Lady Snowblood m'avait durablement marqué la rétine lorsque je l'avais découvert. Ce revisionnage est l'occasion de sortir du souvenir idéalisé et d'en revenir à ce qu'est vraiment le film : une série B efficace et imparfaite, frappée de fulgurances qui en expliquent le statut culte.


Le personnage de la Blanche-Neige du massacre (dixit le jeu de mot du titre original) est évidemment un des points forts du film : parfaite illustration de l'enfant fonction qui n'a pour but existentiel que de satisfaire l'exigence maternelle, Yuki se confond avec l'héritage de la vengeance, fardeau auquel elle ne peut échapper.

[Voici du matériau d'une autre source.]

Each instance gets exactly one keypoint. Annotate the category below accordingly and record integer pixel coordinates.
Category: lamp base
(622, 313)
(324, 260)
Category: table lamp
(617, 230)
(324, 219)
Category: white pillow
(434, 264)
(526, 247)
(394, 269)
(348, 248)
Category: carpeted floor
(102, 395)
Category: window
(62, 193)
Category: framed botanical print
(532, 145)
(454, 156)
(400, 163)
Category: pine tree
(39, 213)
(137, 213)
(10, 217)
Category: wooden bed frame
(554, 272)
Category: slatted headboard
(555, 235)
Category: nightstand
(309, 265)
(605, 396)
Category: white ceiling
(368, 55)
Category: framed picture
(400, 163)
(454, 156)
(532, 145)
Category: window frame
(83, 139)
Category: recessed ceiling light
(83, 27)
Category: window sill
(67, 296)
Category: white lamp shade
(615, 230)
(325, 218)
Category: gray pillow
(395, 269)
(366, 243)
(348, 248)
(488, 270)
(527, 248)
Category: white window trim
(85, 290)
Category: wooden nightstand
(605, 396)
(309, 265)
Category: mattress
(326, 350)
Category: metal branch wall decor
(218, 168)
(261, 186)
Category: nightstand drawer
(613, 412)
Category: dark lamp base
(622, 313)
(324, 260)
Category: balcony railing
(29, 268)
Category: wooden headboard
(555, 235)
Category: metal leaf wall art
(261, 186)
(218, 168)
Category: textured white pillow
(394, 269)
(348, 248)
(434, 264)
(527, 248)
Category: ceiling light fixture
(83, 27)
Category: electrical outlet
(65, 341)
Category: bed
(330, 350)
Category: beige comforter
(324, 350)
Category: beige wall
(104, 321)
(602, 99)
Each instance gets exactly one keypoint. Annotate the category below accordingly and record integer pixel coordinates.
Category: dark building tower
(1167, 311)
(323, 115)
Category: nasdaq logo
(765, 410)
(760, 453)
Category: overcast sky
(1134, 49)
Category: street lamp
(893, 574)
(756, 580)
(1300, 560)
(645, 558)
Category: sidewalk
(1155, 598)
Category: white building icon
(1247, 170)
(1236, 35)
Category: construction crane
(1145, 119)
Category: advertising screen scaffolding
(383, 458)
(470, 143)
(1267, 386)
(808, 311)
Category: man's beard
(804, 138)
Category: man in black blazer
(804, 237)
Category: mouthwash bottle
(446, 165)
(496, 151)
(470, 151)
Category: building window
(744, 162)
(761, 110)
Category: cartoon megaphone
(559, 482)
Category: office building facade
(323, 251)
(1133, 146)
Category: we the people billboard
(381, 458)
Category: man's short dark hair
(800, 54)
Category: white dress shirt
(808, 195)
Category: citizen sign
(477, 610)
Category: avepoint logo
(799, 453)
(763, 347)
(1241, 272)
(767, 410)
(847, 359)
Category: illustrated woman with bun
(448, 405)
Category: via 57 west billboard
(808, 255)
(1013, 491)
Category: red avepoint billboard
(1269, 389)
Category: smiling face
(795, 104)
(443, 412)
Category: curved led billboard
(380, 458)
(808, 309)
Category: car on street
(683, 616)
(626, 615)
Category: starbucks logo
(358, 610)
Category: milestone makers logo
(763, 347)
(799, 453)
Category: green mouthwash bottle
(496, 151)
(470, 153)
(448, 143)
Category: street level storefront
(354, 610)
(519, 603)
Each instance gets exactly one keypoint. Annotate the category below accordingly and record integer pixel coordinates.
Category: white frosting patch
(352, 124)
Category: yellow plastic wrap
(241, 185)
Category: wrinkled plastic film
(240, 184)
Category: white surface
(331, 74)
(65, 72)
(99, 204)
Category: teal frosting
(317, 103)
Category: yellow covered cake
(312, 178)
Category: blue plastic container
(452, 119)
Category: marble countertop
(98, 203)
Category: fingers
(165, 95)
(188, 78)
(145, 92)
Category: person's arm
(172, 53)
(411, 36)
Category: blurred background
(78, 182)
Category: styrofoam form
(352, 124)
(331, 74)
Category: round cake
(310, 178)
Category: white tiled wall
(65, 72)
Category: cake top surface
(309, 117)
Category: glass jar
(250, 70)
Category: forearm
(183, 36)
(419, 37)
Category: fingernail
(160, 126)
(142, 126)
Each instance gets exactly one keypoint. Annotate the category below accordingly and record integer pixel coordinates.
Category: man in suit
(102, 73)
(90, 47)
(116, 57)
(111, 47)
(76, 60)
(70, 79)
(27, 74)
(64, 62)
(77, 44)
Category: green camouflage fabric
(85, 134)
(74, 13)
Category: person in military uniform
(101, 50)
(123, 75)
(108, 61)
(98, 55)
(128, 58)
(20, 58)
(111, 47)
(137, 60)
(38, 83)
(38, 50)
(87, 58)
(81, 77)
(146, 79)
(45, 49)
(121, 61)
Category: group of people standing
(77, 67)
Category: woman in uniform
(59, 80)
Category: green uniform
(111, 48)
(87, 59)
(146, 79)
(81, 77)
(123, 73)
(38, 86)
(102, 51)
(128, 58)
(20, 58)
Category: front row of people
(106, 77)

Fruit d'un viol collectif, elle doit retourner la violence dont elle est issue contre ses géniteurs afin d'apaiser l'âme de parents qu'elle n'a jamais connu, mais elle se confronte également aux angoisses de néantisation lorsqu'elle aura accompli sa quête. Comment alors redonner un sens autre à sa vie et peut-elle éviter d'enclencher un cycle sans fin de vengeance ?

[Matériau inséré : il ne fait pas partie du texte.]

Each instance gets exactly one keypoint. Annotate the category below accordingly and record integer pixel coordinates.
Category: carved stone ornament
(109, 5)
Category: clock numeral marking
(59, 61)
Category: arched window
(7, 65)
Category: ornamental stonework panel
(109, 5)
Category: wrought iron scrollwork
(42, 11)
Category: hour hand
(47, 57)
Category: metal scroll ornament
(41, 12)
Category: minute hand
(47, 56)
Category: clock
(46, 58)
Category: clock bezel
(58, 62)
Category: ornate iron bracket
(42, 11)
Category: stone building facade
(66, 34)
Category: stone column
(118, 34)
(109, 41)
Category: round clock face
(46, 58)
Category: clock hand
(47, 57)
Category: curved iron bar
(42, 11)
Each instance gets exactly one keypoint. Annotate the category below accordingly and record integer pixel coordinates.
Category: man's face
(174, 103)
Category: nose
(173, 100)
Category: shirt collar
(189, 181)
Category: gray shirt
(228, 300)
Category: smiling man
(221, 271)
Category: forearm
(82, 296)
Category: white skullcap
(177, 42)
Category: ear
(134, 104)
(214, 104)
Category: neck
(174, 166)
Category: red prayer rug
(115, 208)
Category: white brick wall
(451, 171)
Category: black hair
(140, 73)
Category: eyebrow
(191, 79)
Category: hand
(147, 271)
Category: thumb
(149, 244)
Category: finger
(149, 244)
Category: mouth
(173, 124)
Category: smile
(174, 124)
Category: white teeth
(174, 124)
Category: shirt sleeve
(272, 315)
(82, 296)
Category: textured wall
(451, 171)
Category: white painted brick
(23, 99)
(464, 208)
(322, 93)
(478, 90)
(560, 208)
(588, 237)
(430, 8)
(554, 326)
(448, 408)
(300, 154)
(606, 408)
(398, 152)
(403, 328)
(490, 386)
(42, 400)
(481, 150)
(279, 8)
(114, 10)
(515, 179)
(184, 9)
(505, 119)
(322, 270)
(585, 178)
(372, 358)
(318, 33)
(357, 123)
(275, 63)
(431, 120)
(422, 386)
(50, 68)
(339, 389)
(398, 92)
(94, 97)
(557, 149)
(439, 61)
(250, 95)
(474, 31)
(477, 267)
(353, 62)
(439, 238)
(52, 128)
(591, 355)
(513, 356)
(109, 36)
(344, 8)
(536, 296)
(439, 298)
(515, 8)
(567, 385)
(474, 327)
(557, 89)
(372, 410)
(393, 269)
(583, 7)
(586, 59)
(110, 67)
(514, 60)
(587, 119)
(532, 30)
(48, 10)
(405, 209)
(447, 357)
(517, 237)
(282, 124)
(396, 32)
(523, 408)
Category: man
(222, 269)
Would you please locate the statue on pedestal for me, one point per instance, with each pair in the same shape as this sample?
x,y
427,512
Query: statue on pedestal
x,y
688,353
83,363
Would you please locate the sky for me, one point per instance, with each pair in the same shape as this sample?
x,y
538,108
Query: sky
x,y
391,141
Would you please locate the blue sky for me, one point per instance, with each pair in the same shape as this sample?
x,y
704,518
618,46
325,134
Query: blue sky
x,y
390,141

Dans le rôle phare, Meiko Kaji est parfaite, mettant au service de Yuki son célèbre regard transperçant, tout en grâce discrète qui vient contraster avec le graphisme extrême des combats : les geysers de sang rouge vif barbouillent personnages comme paysage (même la mer déchainée ne parvient à s'en laver), dans un excès typique du genre qui s'accentue ici encore plus de par le jeu d'opposition constante des couleurs rouge et blanc. L'amateur d'hémoglobine (moi, moi !) y trouve indéniablement son compte, d'autant que tout ceci se déroule souvent dans de très beaux décors (l'incontournable scène sous la neige).

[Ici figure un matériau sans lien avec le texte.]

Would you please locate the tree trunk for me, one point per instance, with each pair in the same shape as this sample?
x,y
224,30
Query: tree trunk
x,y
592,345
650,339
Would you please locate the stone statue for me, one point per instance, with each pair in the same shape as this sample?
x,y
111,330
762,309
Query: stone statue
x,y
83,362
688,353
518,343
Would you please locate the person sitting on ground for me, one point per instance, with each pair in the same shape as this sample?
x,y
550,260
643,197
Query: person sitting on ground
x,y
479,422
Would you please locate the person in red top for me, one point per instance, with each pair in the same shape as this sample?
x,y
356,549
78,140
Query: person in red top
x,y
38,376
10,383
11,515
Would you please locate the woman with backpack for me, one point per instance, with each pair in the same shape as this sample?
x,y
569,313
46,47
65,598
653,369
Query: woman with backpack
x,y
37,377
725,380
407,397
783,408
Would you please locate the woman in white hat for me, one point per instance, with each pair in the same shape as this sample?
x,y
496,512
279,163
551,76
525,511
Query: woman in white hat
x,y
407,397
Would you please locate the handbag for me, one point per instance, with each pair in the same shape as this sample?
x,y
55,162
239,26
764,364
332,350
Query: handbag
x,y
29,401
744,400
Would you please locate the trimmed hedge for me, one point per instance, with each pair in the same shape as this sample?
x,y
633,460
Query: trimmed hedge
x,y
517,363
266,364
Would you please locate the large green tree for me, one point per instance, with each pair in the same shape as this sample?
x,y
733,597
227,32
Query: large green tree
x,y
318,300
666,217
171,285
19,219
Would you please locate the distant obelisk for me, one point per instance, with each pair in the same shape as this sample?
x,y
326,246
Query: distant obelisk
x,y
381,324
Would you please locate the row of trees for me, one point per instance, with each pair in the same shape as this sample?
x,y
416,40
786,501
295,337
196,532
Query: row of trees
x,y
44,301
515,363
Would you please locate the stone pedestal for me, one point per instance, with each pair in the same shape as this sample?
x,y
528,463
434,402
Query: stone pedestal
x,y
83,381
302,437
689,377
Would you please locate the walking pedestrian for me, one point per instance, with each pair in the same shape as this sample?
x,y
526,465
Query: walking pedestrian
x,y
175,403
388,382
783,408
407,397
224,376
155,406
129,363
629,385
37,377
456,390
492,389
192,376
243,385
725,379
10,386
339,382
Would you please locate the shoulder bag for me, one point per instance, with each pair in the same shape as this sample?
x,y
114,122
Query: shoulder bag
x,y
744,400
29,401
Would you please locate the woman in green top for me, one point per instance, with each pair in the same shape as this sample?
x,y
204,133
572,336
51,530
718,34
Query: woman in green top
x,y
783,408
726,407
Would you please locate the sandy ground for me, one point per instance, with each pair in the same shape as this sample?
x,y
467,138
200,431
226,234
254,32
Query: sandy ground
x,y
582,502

La réalisation et le montage offrent également quelques beaux accès de modernité : le découpage de l'histoire en chapitres (coucou Tarantino), les séquences de narration en voix off avec des photos fixes qui finissent par embrayer sur l'action (difficile de ne pas penser au style Fukasaku dans Combat sans code d'honneur), les illustrations bédés, les dézooms lointains... Et puis cette chanson titre Urami Bushi que Kill Bill a fait passer à la postérité. Lady Snowblood connait bien quelques imperfections (la construction parfois un peu trop éparse, un léger abus de gimmicks sérialesques...) et se montre moins trash que le manga corsé de Kamimura/Koike (est-ce toutefois un mal ?) mais il se rattrape vite par de grands moments marquants, tels les confrontations meurtrières des conjurés, l'entrainement à la dure de la jeune Yuki ou ce grand final magnifique.


Il est juste, comme l'écrit Léonard Haddad, de reconnaitre que "le titre, l'actrice et le personnage sont sans doute plus grands que les films eux-mêmes". Mais quel film, tout de même !


A noter que la restauration HD du BR de HK Video laisse un sentiment de perfectibilité, surtout au regard des splendides photos d'exploitation qui illustrent le livret.